Un libro s’inserisce in una tradizione di stampa, aspetto non secondario, in quanto contribuisce a dare un colore particolare a ciascuna epoca.

E infine “un libro di carta” come mero oggetto fisico nelle sue stratificazioni di senso risveglia sempre sulla soglia della modernità o sullo sfondo dell’orizzonte culturale dell’umanità la figura di Johann Gutenberg per l’affinamento spirituale e l’avanzamento civile tra conquiste e persecuzioni. Tutto questo un libro digitalizzato non ci dà privandoci di una grossa fetta della nostra vita spirituale: innalzato a feticcio, pur rimanendo mero strumento.
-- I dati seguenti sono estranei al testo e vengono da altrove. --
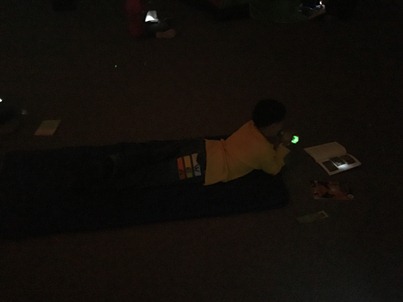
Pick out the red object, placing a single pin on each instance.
(134, 12)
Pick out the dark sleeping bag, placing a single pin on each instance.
(37, 196)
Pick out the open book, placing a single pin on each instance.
(333, 157)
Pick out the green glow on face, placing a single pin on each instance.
(295, 139)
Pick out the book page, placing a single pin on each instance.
(326, 151)
(339, 164)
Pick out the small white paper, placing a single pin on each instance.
(47, 128)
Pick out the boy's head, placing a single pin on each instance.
(268, 116)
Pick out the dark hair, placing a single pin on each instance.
(267, 112)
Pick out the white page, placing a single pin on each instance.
(326, 151)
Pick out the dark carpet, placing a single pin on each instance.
(341, 80)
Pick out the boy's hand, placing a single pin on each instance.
(286, 137)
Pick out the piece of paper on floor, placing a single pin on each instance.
(47, 128)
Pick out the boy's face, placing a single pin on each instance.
(273, 130)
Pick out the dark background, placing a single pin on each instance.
(341, 81)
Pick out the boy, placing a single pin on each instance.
(260, 144)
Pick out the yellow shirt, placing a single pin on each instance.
(245, 150)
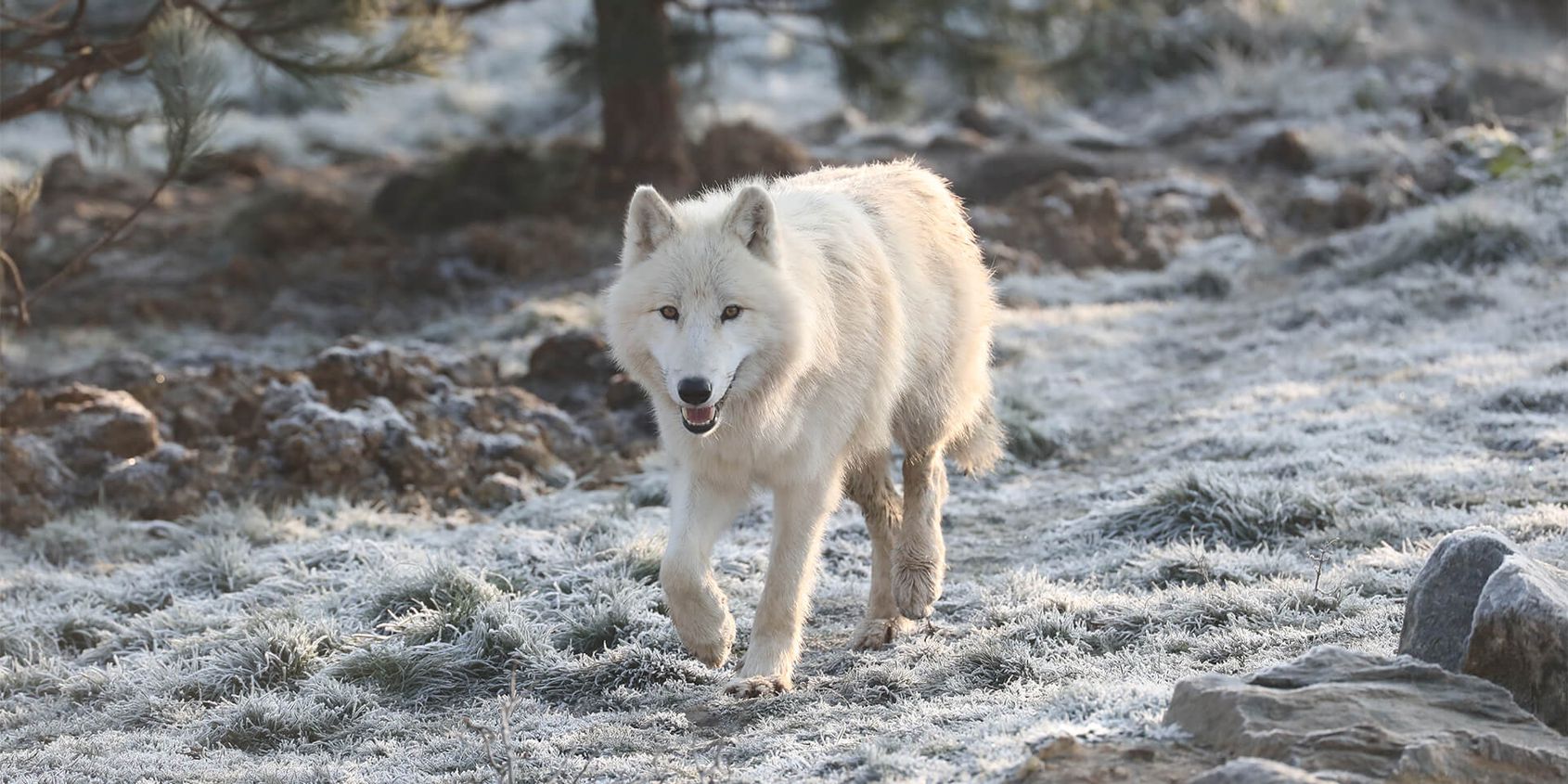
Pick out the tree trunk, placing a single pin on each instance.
(643, 138)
Ed è un paradosso (e forse è un bene) che il “libro di carta” di cui abbiamo considerate “secondarie” le qualità fisico-evocative (un aspetto rilevante della vita dello spirito) rispetto al suo valore principale di strumento, debba essere apprezzato nella sua preziosità nell’epoca dell’evanescenza.

Una biblioteca contiene le impronte, le tracce, “i monumenti” della nostra vita spirituale e affettiva.

 

Antonio Lagrasta (Corato, 01/10/1940) è vissuto al nord e si è trasferito nel 1992 a Monterotondo. Laureato in filosofia, ha insegnato nelle scuole statali. Si occupa di narratologia e di critica letteraria e cinematografica. Per alcuni anni ha condotto corsi di scrittura creativa presso l'Università Popolare Eretina con la speranza di diffondere un maggior rispetto della lingua. Continua a collaborare con l'università affrontando temi come "Il mito e le sue riattualizzazioni", "Fare filosofia attraverso i film", "Un'idea dei Balcani".